Editorial

Ce numéro du Brennpunkt Drëtt Welt, consacré aux droits humains, incite le lecteur à inverser le regard. S’il est devenu à la mode d’affirmer, un peu partout, « We are part of the solution », il faut commencer par reconnaître « We are part of the problem ».

Quelle est la valeur des droits humains des migrant·e·s si la façon dont ils sont mis en œuvre dépend, avant tout, de considérations politiques et géostratégiques propres au pays « d’accueil » ? La sociologue Karen Akoka, interviewée sur les résultats de son enquête fouillée publiée dans son ouvrage L’asile et l’exil, une histoire de la distinction réfugiés/migrants, nous invite à nous « affranchir des lectures positivistes du droit comme un corpus cohérent, possédant une intention, voire un sens univoque », pour nous intéresser davantage aux usages qu’il en est fait et aux intérêts qui les sous-tendent.

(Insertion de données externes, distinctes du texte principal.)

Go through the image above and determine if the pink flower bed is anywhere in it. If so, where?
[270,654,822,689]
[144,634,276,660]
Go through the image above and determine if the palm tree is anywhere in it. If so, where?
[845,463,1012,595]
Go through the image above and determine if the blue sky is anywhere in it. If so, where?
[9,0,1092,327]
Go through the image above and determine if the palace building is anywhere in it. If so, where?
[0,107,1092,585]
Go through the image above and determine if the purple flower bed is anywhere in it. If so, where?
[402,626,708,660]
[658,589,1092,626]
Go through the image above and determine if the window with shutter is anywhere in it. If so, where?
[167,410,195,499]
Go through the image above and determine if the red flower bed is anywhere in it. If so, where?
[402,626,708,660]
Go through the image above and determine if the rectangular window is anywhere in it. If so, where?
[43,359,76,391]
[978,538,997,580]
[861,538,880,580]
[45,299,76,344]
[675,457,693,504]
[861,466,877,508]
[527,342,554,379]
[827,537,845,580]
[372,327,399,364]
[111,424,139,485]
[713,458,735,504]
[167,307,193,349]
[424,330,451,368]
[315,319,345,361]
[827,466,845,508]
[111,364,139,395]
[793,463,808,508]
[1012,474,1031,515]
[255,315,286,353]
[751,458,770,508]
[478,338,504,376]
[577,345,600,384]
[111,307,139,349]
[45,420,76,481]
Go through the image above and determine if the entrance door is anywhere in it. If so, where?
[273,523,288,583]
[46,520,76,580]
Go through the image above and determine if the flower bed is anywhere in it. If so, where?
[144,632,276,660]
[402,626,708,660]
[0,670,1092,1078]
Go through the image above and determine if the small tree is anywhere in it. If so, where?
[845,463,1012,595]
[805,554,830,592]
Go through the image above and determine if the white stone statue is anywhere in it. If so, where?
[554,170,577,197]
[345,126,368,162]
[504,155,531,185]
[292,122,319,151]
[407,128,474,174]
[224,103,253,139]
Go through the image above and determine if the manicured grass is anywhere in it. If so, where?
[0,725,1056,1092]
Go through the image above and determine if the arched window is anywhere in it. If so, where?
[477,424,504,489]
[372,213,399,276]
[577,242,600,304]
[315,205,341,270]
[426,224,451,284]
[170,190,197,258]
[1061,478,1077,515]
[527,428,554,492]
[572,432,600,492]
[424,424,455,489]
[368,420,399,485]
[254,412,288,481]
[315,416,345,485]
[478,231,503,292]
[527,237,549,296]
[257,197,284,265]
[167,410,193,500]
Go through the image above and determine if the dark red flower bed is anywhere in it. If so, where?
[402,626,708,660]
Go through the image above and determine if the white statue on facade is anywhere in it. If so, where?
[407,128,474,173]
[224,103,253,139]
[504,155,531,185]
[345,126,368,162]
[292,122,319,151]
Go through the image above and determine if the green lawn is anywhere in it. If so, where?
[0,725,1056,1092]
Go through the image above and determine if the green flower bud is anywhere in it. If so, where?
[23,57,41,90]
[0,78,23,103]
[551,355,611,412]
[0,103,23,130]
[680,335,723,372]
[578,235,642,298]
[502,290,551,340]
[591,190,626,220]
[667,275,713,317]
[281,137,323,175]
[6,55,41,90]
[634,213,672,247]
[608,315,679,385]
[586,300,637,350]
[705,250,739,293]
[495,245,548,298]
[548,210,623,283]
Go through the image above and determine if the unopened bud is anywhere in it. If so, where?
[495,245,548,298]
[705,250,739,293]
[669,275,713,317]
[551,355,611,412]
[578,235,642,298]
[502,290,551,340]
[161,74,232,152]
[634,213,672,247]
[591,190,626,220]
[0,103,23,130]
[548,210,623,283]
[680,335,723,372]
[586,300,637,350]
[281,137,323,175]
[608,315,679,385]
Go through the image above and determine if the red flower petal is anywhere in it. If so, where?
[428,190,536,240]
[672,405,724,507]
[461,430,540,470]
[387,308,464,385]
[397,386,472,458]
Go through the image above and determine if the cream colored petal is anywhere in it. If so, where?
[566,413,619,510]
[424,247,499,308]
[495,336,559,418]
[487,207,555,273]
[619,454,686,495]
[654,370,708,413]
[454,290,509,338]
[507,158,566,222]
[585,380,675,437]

Dans le documentaire L’illusion de l’abondance, Bertha Zúñiga Caceres, fille de la militante écologiste hondurienne, Berta Caceres, assassinée en 2016, s’interroge : « Pourquoi payons-nous le prix du consumérisme occidental agressif ? ». Matthieu Liétaert, coréalisateur du documentaire, se réfère dans son interview à Eduardo Galeano (Les veines ouvertes de l’Amérique latine), qui notait que « le sous-développement de certains est la condition nécessaire au développement d’autrui ».

L’article consacré à l’indivisibilité des droits humains rappelle que les États riches sont invités, dans le cadre de la coopération au développement, à déployer des efforts « au maximum de leurs ressources disponibles » en vue de la pleine réalisation des droits économiques, sociaux et culturels. Les 0,7% du PNB consacré à la coopération (ou le 1% atteint par le Luxembourg) constituent peut-être « un maximum des ressources », mais un maximum défini après avoir pris soin de consolider un niveau de richesse local déterminé et, semble-t-il, non-négociable, pour reprendre l’expression de George H.W. Busch.

La question fondamentale est, à vrai dire, celle du productivisme et de son ressort, l’accumulation sans fin des profits, propre à l’Occident depuis l’avènement du capitalisme et exportée à l’échelle mondiale au fil des derniers siècles. Inverser le regard consiste aussi à sortir d’une « vision normée du monde, selon laquelle les réalisations d’une culture seraient l’étalon obligé des performances de toutes les autres». (Bertrand Badie, Un monde d’inégalités). Ainsi, au travers de sa contribution Quand les droits de la nature et les droits humains se rejoignent, Emmanuel Raison relève-t-il « les bonnes performances », en regard des crises écologiques, sociales et démocratiques, des modes d’organisation ancestrale des peuples indigènes d’Amérique latine, dont il souligne qu’ils reposent sur des valeurs d’équilibre et d’harmonie.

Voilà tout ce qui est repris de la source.